Trago um trabalho em banda desenhada, "Syria's Climate Conflict" (2014) que procura dar conta da origem dos conflitos na Síria a partir de uma perspectiva completamente distinta. Os conflitos na Síria têm alguns anos, e à primeira vista parecem ter emergido como efeito de contágio da Primavera Árabe, levantamentos populares iniciados na Tunísia e Egipto em 2011 que se alastraram a vários países do Norte de África e Médio Oriente. Outro elemento que surge como potencial motor do conflito, são as redes terroristas e os efeitos do ataque dos EUA ao Iraque e Afeganistão em 2001, que em vez de selar o problema terá contribuído ainda mais para tornar toda aquela região ainda mais instável.
O trabalho realizado pela jornalista Audrey Quinn e pela ilustradora Jackie Roche (do belíssimo "Underemployed") aponta num sentido completamente distinto, indo à causa inicial do despoletar dos problemas na Síria. É verdade que estamos tão cientes das versões explicativas acima enunciadas, que esta que aqui se apresenta à primeira vista mais parece uma desculpa, ou uma tentativa de limpar a imagem de alguma coisa. Talvez porque seja mais fácil ter rostos para culpar, porque procuramos explicações que possamos controlar. Mas aquilo que nos é aqui relatado não só faz muito sentido, como explica muitos dos problemas de toda aquela região.

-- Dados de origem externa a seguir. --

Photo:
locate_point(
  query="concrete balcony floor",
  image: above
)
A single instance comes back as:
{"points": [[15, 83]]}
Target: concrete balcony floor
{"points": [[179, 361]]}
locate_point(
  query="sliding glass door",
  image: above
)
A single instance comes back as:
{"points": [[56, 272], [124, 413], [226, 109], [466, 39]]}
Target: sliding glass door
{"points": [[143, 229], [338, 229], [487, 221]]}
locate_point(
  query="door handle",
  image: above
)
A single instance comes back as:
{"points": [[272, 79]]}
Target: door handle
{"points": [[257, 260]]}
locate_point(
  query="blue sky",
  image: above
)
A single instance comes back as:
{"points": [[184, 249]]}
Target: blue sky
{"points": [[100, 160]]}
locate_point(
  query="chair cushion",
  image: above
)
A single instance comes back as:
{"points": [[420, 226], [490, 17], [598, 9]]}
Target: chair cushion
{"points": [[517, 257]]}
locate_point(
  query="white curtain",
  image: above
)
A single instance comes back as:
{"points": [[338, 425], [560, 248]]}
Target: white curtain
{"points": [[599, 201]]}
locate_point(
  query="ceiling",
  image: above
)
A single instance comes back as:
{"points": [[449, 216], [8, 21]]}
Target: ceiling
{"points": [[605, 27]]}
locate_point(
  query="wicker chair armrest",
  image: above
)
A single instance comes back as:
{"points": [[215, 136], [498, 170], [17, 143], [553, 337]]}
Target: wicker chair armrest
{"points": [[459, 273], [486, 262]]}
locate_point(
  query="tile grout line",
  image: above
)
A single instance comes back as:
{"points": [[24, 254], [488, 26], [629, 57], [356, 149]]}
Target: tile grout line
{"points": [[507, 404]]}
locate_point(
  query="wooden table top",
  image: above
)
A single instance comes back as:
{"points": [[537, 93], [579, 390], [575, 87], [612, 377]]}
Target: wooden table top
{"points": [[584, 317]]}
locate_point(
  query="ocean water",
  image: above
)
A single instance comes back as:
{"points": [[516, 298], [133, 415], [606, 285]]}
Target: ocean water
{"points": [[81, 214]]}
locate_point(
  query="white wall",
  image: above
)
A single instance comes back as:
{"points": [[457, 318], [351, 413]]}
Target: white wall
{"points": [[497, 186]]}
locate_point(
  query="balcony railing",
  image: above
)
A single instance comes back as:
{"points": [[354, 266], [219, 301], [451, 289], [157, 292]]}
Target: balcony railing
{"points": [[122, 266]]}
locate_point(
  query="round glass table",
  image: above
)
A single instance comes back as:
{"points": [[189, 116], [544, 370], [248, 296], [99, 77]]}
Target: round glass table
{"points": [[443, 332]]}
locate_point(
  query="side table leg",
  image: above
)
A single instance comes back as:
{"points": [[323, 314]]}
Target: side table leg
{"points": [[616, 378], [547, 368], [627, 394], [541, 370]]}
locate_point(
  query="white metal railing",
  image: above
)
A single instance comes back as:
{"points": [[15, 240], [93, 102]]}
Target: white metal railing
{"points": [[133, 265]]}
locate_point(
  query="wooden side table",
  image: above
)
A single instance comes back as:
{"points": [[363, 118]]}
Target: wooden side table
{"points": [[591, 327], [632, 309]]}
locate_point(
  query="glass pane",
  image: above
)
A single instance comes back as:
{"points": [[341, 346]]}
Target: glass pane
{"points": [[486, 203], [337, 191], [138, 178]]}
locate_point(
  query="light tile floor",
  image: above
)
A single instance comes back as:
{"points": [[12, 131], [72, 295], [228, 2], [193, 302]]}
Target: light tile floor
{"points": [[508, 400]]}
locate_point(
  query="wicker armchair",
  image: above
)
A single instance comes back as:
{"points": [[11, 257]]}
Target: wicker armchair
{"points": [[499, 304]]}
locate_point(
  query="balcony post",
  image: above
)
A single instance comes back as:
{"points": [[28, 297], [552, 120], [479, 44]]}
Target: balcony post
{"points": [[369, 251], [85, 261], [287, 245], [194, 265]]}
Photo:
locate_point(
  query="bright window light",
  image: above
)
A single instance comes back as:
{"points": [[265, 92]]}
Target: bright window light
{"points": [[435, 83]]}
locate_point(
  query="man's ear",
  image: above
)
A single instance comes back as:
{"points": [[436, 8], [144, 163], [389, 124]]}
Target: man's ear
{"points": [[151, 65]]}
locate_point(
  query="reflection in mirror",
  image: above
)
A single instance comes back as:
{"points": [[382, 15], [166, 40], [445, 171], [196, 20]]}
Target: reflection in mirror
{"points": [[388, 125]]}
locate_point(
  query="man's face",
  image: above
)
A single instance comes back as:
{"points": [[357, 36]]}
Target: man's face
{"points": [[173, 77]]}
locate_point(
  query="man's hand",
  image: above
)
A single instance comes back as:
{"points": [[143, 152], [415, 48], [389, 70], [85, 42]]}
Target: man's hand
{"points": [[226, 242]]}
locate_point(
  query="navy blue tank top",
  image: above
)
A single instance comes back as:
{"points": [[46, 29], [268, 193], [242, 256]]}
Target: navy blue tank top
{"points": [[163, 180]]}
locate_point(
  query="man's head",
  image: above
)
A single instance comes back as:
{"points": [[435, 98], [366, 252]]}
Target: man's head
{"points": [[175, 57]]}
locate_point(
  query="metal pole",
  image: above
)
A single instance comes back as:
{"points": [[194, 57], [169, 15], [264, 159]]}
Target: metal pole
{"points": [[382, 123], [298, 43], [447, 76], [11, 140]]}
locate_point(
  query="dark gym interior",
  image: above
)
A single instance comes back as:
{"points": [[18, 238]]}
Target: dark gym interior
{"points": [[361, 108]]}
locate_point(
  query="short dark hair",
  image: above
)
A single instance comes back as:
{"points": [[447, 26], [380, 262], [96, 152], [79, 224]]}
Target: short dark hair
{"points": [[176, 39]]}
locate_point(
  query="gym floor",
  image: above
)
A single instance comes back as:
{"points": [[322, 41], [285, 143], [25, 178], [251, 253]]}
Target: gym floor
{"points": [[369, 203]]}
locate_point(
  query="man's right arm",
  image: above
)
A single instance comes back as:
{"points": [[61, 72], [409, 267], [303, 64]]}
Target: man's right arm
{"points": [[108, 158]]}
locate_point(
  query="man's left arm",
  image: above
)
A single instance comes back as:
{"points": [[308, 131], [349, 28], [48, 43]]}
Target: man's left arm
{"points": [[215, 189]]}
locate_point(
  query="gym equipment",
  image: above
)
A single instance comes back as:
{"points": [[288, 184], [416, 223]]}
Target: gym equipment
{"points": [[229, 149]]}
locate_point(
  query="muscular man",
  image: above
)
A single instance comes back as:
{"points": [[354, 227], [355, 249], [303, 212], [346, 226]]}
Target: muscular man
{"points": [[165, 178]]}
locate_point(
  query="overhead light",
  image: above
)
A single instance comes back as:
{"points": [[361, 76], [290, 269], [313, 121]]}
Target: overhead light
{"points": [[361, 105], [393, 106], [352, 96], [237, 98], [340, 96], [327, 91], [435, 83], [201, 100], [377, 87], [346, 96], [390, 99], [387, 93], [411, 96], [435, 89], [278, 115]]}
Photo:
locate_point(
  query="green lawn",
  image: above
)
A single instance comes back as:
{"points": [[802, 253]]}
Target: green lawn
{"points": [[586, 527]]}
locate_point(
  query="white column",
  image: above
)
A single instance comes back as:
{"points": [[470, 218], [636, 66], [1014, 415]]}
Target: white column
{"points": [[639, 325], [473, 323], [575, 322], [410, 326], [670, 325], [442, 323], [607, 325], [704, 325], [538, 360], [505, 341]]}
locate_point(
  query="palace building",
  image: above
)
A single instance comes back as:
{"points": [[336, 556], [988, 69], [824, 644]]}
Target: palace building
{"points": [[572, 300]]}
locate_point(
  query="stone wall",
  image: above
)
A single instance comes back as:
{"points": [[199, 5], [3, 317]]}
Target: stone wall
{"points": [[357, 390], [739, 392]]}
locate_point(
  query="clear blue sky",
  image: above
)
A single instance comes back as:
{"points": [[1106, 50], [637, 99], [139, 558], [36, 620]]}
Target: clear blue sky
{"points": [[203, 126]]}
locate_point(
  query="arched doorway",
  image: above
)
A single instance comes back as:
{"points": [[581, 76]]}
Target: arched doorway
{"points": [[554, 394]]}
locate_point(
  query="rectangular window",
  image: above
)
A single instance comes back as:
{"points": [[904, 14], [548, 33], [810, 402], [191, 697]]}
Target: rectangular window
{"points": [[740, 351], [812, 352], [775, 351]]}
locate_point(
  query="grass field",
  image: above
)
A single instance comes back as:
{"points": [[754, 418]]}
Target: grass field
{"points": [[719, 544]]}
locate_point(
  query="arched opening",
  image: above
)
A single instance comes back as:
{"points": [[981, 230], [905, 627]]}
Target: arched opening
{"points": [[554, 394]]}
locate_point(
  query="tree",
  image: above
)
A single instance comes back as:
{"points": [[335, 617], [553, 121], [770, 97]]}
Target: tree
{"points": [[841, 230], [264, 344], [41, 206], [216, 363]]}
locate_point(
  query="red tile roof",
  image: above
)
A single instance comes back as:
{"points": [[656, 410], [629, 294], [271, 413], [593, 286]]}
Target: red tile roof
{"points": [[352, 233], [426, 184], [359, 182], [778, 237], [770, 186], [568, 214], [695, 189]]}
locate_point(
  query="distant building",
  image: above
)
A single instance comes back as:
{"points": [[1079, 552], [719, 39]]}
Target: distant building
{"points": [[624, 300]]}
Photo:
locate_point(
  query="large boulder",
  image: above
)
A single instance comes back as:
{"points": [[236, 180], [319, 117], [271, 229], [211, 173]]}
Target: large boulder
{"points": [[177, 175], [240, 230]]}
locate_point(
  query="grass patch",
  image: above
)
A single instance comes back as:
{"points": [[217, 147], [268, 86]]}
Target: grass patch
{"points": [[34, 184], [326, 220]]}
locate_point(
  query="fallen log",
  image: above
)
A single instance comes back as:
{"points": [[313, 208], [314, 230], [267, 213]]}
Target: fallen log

Os problemas do Médio Oriente e Norte de África não são originados apenas pelas mudanças climáticas, embora também, mas fazem parte da própria região, tornando-a difícil de habitar, mais ainda de criar qualidade de vida que suporte o exponencial aumento populacional do último século. A geografia foi e continua a ser fundamental no suporte da vida humana à face do planeta, não aceitar isso faz parte da nossa incapacidade para nos resignarmos, por outro lado, compreender isso poderia servir para alterarmos todo um estado de coisas, não apenas dos regimes políticos e das populações, mas também da forma como aqueles que vivem em geografias privilegiadas, como é o caso da Europa. Para compreender o impacto da geografia sobre a resiliência da espécie humana, aconselho vivamente a leitura de "Guns, Germs, and Steel: The Fates of Human Societies" (1997) de Jared Diamond.